Back in the Seventies and Eighties I founded and ran several Fleet Street photo agencies specialising in stock images of celebrities from pop stars to politicians. These were syndicated to the National and International press and Television. These days I am active in the Microstock world and this blog charts my journey as well as, hopefully, providing inspiration and ideas to others. Image buyers should also find this blog useful with links to my portfolios and regular updates on new uploads. Unless otherwise stated all images are my copyright and may not be reproduced or copied. Comments are very welcome but will be reviewed before publication. Enjoy your visit. Regards, David.
Thursday, 6 December 2012
November sales updates:
So starting with Shutterstock, they produced a very neat 100 downloads ($58.20). Interesting to note that $30.15 of that came from the higher paying On Demand downloads.
Istockphoto pulled in 10 downloads ($15.98) and an additional $1.12 from 4 PP sales. My portfolio there continues to grow and I have now passed the 600 mark with, in the main, editorial images. I expect to reach my next payout in December - a far cry from the pre editorial days when sales were few.
Dreamstime did well with 18 downloads ($12.38) but a high number of sub sales pulled the earning down.
123rf managed 11 downloads ($6.17) again with a high proportion of sub sales. I will have to review 123 in January when (if?) they introduce their new commission rates/cuts. Being primarily editorial my images are not the ones that get massive sales and, consequently, I expect to drop to the minimum rate of 30% and only $0.22 for subs. Compared to the $0.33 I get for sub sales at SS that is very poor. Though not a big seller there, my portfolio currently fills editorial gaps in their library (Margaret Thatcher etc). We'll see.
Yaymicro sold an archive shot of Body Shop founder Anita Roddick paying a healthy 3.75 euros with an additional 2.48 euros coming from their Third Party programme.
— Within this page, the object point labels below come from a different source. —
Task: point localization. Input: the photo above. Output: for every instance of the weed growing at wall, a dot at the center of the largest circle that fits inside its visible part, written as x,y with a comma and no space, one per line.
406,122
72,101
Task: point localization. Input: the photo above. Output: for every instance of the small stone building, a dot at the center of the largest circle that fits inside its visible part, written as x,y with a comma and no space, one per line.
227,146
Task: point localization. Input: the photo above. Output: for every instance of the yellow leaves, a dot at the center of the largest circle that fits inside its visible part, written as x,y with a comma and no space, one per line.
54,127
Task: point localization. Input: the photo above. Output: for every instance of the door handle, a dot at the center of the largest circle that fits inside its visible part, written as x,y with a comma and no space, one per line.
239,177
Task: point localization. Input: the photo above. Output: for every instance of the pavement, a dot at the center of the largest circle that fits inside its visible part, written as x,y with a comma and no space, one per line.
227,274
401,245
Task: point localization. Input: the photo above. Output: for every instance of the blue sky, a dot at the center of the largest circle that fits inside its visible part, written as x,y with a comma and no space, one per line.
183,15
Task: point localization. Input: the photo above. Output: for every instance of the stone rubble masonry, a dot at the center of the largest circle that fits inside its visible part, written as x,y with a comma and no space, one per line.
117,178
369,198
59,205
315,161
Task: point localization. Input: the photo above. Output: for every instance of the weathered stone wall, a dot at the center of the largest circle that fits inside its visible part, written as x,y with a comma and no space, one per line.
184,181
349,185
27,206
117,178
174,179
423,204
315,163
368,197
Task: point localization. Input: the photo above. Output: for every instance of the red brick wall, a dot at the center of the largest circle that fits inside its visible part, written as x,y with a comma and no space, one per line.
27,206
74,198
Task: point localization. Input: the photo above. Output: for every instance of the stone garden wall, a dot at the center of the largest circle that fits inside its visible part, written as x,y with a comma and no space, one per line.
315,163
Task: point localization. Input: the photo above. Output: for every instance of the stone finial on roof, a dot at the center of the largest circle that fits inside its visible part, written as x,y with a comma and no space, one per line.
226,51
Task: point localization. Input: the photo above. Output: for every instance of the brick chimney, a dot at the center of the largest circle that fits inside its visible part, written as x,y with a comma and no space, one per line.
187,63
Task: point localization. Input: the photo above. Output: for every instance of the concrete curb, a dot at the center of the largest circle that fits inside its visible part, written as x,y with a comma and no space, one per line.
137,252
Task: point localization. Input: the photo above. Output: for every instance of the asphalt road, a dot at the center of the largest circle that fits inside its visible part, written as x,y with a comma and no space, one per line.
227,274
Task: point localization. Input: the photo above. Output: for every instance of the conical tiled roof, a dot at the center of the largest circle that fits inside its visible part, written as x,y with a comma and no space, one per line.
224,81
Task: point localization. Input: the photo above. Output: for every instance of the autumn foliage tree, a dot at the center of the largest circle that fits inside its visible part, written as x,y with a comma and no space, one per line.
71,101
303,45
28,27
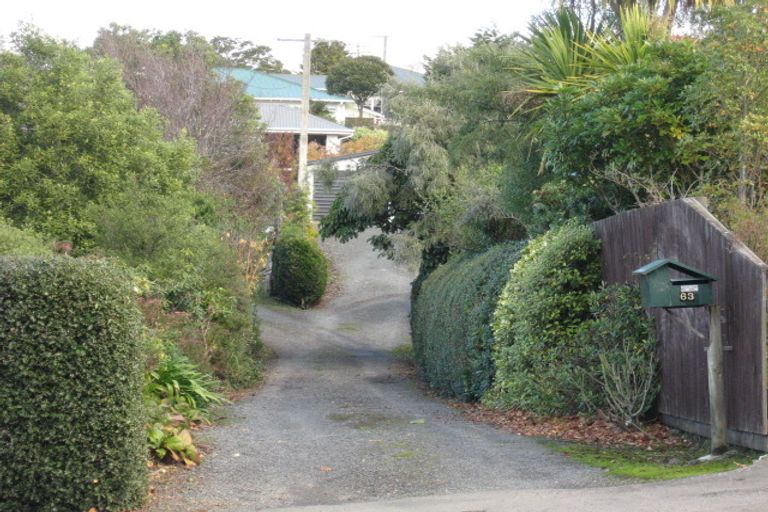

Bigstock managed 4 downloads ($2.50) - a dissapointing result from them. On the plus side their wonky Bridge connector from SS got fixed and all images are now moved over.
Fotolia saw 4 sub sales netting 1 credit in commission. Best selling there seem to be my Greek island images though that is more a result of what I have uploaded and had accepted than any great industry insight.
Nothing from the rest in November. Veer continues to sit at $93 dollars in commission with no sign of even a sub sale to push me to payout level. Their upload has now been broken (for me) for two months -just "not processed/unknown error" messages after uploading. I emailed support but never got a reply.
Picturenation, sadly, reached the anniversary of my last sale there on November 30. Over 2k images, loads of views, nice friendly team -but nobody buying my images. I emailed them as well and, as ever, got a prompt reply from founder Jane Louise Green. Without breaking any confidences here suffice to say that sales there (overall) are fine -it's my portfolio that isn't selling. One theory we both explored is that buyers spot my images on PN and then look for them at cheaper prices on the micro sites. That's certainly a possibility. Either way uploading is quick and simple so I'm keeping on submitting there.
Uploading in November was down due to time constraints but one archive image that I added was from the 1991 Poll Tax Riots in London (pictured) That brought back some memories. Regards, David.
Edit: The Download Fairy appears to have paid a visit. Just days after writing about no sales on Picturenation I had two sales within hours. A 1989 image of British politician Sir Geoffrey Howe got first a Web Res sale (£0.40) then a High Res sale paying a pleasing £6 in commission. I'm assuming it was the same buyer. More of those please!